At present, China's tool enterprises through continuous learning and strategic planning, has occupied half of the market, but enterprises in the development process or highlights a few fatal problems, if attention is not enough, improperly handled, will seriously affect the business The development and progress.
At this stage, carbide cutting tools in the developed countries accounted for the dominant type of tool, the proportion of up to 70%. While high-speed steel cutting tools are being 1% to 2% per year rate of reduction, the proportion has dropped to below 30%.

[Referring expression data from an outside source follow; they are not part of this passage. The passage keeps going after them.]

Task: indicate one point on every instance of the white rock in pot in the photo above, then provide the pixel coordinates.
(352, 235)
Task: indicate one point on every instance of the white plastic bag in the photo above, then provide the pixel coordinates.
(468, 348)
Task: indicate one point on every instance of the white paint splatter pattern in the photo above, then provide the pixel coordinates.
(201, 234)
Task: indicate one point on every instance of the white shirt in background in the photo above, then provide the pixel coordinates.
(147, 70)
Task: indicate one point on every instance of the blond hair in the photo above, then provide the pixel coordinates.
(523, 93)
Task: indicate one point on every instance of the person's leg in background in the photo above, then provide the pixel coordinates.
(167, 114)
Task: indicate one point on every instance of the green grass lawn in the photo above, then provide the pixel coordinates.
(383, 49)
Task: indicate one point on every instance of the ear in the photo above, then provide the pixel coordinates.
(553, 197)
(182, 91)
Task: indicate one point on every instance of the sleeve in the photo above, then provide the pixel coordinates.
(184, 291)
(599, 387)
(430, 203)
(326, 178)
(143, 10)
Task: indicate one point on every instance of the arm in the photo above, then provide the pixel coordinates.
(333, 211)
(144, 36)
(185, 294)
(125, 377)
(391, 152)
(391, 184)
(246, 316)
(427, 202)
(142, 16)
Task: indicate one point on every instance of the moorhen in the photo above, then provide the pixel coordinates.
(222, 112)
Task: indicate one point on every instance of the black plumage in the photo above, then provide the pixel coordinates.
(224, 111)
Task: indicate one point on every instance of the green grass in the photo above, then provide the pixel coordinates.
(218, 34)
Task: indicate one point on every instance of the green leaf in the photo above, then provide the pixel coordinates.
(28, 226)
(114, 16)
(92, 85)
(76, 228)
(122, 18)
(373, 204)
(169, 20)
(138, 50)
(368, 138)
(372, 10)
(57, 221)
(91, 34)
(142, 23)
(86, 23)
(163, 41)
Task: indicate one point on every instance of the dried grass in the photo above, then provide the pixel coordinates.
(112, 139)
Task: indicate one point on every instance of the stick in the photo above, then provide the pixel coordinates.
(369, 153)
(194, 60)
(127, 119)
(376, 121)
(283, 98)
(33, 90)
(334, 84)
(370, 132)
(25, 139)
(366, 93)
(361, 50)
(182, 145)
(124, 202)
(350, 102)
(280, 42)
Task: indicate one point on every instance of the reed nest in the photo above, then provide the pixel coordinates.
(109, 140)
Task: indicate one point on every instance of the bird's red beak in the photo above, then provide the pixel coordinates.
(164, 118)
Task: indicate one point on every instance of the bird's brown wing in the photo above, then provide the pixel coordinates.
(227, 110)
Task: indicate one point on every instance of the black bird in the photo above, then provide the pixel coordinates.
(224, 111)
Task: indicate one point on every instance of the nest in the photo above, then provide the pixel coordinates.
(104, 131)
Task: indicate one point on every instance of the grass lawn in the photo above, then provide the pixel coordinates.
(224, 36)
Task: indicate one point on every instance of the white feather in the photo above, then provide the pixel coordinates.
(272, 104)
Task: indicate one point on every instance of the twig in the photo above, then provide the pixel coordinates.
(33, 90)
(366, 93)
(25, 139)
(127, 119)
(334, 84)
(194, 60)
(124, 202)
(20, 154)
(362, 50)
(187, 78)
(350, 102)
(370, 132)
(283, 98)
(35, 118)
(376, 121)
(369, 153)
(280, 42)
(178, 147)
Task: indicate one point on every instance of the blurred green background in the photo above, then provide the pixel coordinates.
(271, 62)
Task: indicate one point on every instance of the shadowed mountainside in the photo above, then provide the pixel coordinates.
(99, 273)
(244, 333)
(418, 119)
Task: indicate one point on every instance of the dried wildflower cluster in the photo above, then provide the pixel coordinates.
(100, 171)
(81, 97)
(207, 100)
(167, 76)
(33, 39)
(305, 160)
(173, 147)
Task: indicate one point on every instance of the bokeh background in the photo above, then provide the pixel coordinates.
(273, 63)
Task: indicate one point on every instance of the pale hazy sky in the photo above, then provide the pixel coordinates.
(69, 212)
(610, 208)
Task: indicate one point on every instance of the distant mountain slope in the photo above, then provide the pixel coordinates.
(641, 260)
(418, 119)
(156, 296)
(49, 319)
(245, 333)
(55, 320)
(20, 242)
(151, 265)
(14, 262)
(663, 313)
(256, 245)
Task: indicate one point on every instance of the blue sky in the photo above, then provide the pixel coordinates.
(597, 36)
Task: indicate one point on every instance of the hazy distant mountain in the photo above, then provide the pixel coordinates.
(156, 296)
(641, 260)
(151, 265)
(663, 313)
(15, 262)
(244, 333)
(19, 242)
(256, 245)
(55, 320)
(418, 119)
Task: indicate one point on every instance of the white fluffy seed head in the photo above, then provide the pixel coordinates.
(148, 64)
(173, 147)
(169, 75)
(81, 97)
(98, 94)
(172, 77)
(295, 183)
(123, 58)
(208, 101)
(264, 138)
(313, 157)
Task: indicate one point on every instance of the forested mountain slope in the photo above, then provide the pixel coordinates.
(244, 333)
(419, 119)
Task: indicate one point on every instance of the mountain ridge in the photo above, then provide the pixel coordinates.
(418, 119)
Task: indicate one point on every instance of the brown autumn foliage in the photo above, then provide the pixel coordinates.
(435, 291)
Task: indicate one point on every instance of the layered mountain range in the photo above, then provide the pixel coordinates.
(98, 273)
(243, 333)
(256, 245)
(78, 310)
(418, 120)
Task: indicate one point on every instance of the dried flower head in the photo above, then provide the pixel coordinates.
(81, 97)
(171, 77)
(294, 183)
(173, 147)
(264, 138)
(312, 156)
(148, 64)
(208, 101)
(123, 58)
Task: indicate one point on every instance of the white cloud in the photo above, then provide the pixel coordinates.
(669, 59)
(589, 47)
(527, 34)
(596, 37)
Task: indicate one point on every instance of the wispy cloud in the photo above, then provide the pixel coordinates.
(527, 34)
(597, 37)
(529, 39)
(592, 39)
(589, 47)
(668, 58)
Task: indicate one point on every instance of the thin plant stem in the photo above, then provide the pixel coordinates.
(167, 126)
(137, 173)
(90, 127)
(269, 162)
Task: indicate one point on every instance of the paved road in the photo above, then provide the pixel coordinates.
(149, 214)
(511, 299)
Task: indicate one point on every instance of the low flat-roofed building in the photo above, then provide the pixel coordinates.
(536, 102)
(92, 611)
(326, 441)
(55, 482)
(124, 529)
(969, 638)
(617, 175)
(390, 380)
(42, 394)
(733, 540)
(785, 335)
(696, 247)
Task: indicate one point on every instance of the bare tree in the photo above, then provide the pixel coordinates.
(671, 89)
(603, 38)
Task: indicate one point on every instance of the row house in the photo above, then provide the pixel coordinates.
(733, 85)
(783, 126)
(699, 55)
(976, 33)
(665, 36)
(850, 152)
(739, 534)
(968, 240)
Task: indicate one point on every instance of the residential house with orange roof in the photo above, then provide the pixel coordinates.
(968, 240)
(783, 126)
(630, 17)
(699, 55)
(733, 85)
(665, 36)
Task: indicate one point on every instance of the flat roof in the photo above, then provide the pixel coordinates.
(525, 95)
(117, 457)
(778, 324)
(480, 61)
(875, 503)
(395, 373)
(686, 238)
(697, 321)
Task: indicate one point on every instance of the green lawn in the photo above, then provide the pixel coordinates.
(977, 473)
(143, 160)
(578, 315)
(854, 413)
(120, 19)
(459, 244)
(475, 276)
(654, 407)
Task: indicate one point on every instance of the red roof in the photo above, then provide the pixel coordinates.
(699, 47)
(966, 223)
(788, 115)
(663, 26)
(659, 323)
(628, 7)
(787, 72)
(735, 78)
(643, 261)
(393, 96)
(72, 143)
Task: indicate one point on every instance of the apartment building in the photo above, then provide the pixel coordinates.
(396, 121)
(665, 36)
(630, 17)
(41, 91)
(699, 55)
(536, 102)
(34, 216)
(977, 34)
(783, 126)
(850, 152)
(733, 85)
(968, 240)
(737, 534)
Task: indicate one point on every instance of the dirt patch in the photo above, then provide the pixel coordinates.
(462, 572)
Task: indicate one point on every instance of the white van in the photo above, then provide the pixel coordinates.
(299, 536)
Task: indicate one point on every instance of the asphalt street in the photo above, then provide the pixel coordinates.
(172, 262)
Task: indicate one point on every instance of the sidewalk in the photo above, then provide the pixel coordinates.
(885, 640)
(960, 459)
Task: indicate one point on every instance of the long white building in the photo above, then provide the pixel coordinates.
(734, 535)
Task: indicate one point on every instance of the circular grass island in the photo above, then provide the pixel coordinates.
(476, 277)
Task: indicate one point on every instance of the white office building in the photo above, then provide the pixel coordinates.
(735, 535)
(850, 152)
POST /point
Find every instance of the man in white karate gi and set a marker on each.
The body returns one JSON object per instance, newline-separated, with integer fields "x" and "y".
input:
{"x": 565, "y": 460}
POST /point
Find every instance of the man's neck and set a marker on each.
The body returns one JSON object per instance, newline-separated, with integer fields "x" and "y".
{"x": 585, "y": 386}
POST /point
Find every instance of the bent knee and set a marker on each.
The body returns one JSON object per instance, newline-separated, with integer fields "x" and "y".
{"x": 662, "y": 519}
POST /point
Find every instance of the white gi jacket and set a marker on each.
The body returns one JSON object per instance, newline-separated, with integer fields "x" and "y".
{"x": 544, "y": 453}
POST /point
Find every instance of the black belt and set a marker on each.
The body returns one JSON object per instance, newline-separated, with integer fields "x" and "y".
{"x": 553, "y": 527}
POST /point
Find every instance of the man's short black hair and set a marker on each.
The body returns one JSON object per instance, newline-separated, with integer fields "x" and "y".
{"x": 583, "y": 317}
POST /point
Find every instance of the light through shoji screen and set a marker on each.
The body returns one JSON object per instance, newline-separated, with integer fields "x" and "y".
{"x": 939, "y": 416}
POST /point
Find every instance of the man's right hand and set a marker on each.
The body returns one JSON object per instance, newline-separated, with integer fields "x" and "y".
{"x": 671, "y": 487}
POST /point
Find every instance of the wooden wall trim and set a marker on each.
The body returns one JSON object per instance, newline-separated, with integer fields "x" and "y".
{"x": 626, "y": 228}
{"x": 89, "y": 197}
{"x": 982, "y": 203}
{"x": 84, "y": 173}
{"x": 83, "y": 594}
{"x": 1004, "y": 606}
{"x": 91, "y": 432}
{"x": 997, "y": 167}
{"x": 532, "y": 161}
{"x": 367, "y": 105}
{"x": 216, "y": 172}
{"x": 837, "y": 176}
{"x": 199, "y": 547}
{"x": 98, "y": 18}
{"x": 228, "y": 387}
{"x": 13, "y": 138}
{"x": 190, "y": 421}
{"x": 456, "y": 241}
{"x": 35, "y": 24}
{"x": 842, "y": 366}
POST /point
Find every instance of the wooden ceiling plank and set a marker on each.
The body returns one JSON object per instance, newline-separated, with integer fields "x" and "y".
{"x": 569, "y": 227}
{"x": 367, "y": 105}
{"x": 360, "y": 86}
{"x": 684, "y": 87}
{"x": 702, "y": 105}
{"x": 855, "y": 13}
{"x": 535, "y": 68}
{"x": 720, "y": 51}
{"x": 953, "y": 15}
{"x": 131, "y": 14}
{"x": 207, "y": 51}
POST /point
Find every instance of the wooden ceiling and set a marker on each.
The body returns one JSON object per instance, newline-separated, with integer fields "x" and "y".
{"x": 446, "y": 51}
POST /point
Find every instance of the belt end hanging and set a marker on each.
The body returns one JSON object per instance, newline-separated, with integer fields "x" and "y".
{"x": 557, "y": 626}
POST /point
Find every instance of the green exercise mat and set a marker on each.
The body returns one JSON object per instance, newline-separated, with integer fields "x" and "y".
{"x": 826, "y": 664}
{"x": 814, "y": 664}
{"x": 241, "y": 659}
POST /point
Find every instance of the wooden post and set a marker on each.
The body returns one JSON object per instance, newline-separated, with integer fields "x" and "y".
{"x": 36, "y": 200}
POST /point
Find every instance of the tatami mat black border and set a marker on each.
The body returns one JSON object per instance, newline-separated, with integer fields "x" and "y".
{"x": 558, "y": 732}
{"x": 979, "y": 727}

At the same time, carbide cutting tools in China has also become the main tool for processing enterprises, is widely used in automobile and parts production, mold manufacturing, aerospace and other heavy industry, but China's tool enterprises are blindly, Production of high-speed steel knife and some low-grade standard tool, did not take into account the market saturation and business needs, and ultimately with high value-added, high-tech content in the high-end tool market "hand over" to foreign companies.
Data show that China's current annual sales of cutting tools is about 14.5 billion yuan, of which the proportion of carbide cutting tools less than 25%, but the domestic manufacturing needs of carbide cutting tools have occupied more than 50% of the tool, which Blind production has been seriously unable to meet the domestic manufacturing industry on the growing demand for carbide cutting tools, thus forming a high-end market in a vacuum state, and ultimately occupied by foreign companies.
In 2007, China's production of 16,500 tons of cemented carbide, there are 4,500 tons for cutting tool production, the number and Japan quite. But the value of the tool after the only 800 million US dollars, far less than Japan's 2.5 billion US dollars, which fully shows that the overall level of domestic carbide cutting tools and foreign production is still a considerable gap. Therefore, in the domestic enterprises can not meet the needs of the market under the premise of the manufacturing needs will have to rely on a large number of imports to solve.
Major foreign investors in China in the high-end tool market sales growth rate of 30%, has exceeded the average annual growth level of domestic cutting tools.